In: Finance
1) Please list the types of risks a firm may encounter. 2) Define BETA coefficient (in finance - CAPM) and explain what exactly it shows. 3) What is standard deviation, in general? What does it show? 4) How do I understand if Stock A is riskier than Stock B? 5) How do I understand if Bond A is riskier than Bond B? 6) What is “upside” and “downside” in finance? 7) If you need to match “Bondholders” and “Stockholders” with “upside” and “downside” how would you do this? (it does not have to be one-for-one) 8) Is market [systematic or undiversifiable] risk the same for all firms in the same market? 9) Are firm-specific [unsystematic or idiosyncratic] risks across the firms correlated? Briefly explain. 10) How could you relate the market interest rate changes with bond and stock prices?
1)
There are mainly two type of risks a firm may encounter.
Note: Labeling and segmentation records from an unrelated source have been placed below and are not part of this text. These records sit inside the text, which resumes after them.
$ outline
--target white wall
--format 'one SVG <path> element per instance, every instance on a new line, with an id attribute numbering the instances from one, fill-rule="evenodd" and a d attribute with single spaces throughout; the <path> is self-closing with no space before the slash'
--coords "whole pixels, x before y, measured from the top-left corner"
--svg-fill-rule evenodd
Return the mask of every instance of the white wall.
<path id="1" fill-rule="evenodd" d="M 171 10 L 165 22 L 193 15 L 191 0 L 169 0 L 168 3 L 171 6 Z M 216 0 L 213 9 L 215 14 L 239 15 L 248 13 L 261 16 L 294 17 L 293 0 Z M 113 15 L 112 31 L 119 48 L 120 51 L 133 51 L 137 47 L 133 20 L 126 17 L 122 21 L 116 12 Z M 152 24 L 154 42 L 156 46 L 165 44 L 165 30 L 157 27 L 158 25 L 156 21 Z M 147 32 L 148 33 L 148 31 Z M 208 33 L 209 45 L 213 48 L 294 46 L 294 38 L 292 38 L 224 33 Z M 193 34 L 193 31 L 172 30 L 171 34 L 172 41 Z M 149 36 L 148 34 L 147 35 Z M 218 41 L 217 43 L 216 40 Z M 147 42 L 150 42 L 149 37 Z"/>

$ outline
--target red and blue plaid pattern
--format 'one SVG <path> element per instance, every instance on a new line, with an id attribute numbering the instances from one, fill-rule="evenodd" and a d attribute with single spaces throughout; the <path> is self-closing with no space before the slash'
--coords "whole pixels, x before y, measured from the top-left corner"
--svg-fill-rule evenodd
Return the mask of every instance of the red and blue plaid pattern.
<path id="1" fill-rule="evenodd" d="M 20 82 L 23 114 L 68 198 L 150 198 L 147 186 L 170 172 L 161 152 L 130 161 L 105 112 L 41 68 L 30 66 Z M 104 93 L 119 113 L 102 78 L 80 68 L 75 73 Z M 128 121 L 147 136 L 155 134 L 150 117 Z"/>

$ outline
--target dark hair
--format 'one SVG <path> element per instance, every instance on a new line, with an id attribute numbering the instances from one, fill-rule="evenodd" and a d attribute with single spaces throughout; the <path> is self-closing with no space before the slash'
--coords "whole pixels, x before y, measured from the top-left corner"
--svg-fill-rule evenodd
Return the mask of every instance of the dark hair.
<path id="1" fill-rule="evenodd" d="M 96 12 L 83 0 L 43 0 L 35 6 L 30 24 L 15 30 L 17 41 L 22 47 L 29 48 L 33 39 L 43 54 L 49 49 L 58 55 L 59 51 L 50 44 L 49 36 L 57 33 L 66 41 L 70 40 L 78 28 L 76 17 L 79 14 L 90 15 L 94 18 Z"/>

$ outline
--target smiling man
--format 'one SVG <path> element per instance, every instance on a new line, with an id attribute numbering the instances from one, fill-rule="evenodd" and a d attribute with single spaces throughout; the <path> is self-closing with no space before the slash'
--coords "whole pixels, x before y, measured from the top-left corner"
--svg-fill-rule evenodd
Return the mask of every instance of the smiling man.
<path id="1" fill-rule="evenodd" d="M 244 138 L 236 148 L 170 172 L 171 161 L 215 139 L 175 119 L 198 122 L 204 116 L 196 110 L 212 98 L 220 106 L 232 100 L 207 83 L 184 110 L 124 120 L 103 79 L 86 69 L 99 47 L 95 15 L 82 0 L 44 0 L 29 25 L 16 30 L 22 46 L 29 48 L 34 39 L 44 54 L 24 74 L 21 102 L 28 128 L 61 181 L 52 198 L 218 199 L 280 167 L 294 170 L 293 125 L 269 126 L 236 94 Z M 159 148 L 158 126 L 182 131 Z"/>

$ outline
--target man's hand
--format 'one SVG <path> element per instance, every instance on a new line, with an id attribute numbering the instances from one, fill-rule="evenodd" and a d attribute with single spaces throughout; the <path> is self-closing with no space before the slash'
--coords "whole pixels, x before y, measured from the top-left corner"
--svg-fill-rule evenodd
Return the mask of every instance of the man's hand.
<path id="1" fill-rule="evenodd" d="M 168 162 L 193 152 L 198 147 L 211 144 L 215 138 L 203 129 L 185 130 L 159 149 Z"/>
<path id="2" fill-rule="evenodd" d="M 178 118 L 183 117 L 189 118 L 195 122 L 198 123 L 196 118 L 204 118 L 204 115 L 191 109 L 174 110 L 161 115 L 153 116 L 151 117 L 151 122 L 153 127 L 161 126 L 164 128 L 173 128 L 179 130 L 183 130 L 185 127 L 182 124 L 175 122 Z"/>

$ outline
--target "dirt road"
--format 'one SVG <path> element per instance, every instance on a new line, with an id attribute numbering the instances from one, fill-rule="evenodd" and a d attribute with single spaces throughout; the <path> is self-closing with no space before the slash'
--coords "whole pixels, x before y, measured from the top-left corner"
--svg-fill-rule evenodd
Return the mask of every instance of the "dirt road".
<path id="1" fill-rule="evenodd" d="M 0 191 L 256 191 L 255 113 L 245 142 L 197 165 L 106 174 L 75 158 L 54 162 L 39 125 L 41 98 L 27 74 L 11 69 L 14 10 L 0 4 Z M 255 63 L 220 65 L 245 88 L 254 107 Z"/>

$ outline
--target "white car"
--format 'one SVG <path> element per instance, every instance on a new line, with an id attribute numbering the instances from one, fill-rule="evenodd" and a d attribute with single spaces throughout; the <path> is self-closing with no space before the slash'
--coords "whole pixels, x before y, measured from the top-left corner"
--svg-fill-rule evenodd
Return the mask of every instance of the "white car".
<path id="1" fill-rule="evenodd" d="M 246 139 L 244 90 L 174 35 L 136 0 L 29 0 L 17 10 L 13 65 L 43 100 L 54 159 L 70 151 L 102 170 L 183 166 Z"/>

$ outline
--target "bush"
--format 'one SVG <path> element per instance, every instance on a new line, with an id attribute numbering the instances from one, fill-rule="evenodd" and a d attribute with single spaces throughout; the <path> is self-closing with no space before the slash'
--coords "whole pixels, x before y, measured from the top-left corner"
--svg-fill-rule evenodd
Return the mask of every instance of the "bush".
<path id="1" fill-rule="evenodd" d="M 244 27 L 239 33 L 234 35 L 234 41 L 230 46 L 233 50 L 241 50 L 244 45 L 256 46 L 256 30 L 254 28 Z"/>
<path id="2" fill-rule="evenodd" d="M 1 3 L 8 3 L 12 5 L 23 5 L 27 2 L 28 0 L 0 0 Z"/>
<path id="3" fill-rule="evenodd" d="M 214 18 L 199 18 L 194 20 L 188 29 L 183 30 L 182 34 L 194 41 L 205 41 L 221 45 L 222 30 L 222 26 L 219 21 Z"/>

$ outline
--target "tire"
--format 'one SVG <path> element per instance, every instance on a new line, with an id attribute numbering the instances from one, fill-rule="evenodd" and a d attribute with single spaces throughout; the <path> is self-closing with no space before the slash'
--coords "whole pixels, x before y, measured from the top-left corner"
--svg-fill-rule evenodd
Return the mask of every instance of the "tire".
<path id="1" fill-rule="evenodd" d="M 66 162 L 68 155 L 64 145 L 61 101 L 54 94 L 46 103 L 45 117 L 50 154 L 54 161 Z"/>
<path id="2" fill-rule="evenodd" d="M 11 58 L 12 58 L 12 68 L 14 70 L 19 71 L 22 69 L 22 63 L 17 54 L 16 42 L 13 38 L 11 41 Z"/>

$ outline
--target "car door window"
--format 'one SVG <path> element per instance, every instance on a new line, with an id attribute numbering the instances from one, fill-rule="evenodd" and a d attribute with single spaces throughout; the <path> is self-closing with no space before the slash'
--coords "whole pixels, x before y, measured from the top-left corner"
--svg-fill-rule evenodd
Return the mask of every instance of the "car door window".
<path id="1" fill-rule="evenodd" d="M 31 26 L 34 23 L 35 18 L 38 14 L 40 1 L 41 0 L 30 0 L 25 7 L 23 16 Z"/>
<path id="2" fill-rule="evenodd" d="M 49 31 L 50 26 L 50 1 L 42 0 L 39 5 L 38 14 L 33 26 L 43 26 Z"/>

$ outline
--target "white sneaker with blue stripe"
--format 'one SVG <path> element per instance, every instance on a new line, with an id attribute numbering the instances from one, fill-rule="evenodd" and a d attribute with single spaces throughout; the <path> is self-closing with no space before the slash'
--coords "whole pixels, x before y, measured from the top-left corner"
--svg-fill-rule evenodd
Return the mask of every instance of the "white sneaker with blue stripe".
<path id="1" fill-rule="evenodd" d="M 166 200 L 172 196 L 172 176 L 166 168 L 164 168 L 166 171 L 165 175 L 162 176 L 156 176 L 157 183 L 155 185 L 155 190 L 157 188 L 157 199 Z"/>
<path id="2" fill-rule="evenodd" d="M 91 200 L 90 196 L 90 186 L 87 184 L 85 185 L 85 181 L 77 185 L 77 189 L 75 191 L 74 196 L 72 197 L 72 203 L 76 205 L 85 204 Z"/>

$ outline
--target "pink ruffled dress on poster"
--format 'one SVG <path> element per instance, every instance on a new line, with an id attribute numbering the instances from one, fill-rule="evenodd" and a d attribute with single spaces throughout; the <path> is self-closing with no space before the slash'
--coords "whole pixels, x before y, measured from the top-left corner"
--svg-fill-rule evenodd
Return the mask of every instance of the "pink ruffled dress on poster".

a) Firm-Specific risk which are specific to the firm such as a risk of the labor strike, supplier risk, machine breakdown risk, bad debt risks etc.
b) Market risk which affects all the firms in the market such as new government regulations, the recession of economy etc.
2)
Beta is a measure of market risk of a stock compared to the market. It shows how much a particular stock will move in comparison to the market. Stocks with a beta less than 1 moves less than the market whereas stocks with beta higher than 1 moves more than the market. Stocks with more beta have more market risk associated with it.
3)
Standard deviation is the measure of variation. It measures the riskiness of an asset.
4)
Standard deviation is the measure of risks and higher the standard deviation means higher risks.
If stock A has higher standard deviation of returns then stock B, then the stock A is more risky than stock A.